All of this does feed into Global Warming, the topic here. Global Warming models are sophisticated physical models which use a lot of math, but as we are trying to show above, this is NOT the same as a purely mathematical model. It is just easier to do this with a few basic examples, rather than trying to jump to modeling something as ungodly complicated as the entire planet. After all, if we can't agree on how to compute the area of a room by multiplying two numbers together, how can we agree on how to apply really, really, REALLY complicated models to the entire planet?
In fact, I would actually say that this is the crux of the issue: how does one judge whether or not a model is wrong? After all, if we insist that they are purely mathematical, any tiny deviation means that they are "wrong". However, if we acknowledge that Global Warming models are physical models, then we have to start paying attention to uncertainties.
Basically, we have to determine whether or not the actual measurements deviate from the predictions given the uncertainties associated with the properties of the models that aren't purely mathematical. So this discussion is actually critically important.
Again...use a different analogy...because again you are WRONG.
FFS I have been doing this for 40 years.
There isn't any reason to get hostile over this, but he isn't wrong.
For example, a fairly common question in an introductory physics lab is to ask:
"What is the area of a 12m x 12m room?"
Students who write 144m lose the points because they are wrong in the context of experimental physics (and most other experimental sciences, in additional to many theoretical sciences).
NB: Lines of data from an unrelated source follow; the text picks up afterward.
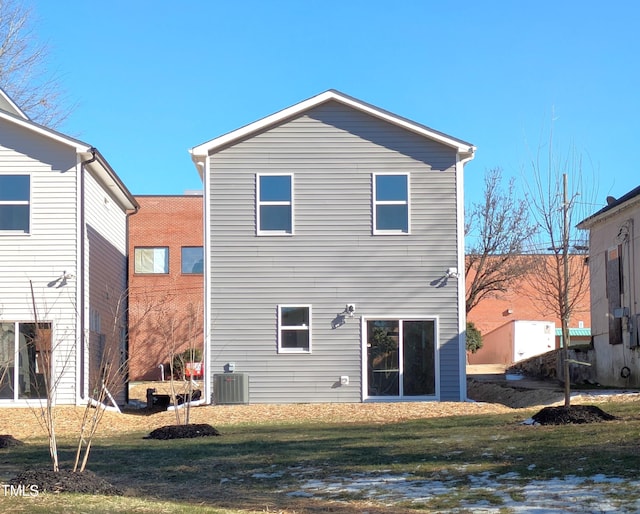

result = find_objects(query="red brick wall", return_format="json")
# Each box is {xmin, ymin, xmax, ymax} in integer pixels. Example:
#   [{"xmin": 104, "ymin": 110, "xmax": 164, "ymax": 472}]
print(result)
[
  {"xmin": 467, "ymin": 255, "xmax": 591, "ymax": 364},
  {"xmin": 129, "ymin": 196, "xmax": 204, "ymax": 381},
  {"xmin": 467, "ymin": 256, "xmax": 591, "ymax": 334}
]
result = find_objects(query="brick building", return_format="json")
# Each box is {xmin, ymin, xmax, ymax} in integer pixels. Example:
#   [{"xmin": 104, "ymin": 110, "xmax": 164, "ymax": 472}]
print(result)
[
  {"xmin": 467, "ymin": 255, "xmax": 591, "ymax": 364},
  {"xmin": 128, "ymin": 193, "xmax": 204, "ymax": 381}
]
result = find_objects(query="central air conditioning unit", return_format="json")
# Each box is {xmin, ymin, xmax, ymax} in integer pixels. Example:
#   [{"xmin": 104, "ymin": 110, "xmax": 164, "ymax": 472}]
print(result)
[{"xmin": 213, "ymin": 373, "xmax": 249, "ymax": 405}]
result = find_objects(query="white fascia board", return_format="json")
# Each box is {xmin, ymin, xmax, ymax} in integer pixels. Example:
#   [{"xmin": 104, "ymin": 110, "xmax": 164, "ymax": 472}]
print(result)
[
  {"xmin": 0, "ymin": 110, "xmax": 91, "ymax": 152},
  {"xmin": 576, "ymin": 196, "xmax": 640, "ymax": 230},
  {"xmin": 190, "ymin": 90, "xmax": 476, "ymax": 157},
  {"xmin": 0, "ymin": 88, "xmax": 29, "ymax": 120},
  {"xmin": 78, "ymin": 148, "xmax": 139, "ymax": 211}
]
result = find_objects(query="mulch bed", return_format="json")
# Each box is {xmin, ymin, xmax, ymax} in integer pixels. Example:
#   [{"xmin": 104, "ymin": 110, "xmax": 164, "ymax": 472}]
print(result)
[
  {"xmin": 9, "ymin": 469, "xmax": 123, "ymax": 496},
  {"xmin": 532, "ymin": 405, "xmax": 616, "ymax": 425},
  {"xmin": 144, "ymin": 423, "xmax": 221, "ymax": 440}
]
The correct answer is usually 140m, which is quite different than what you would get from a pure math.
http://en.wikipedia.org/wiki/Significance_arithmetic
Of course, significant figures are really just an approximation to the more sophisticated propagation of uncertainty, but the basic point is the same.
And anyway, I'm not saying this to be a jerk or to be confrontational about this. I taught this kind of stuff at universities of years, so I kind of care about it, and since I taught at universities for so many years, I actually do care about science literacy.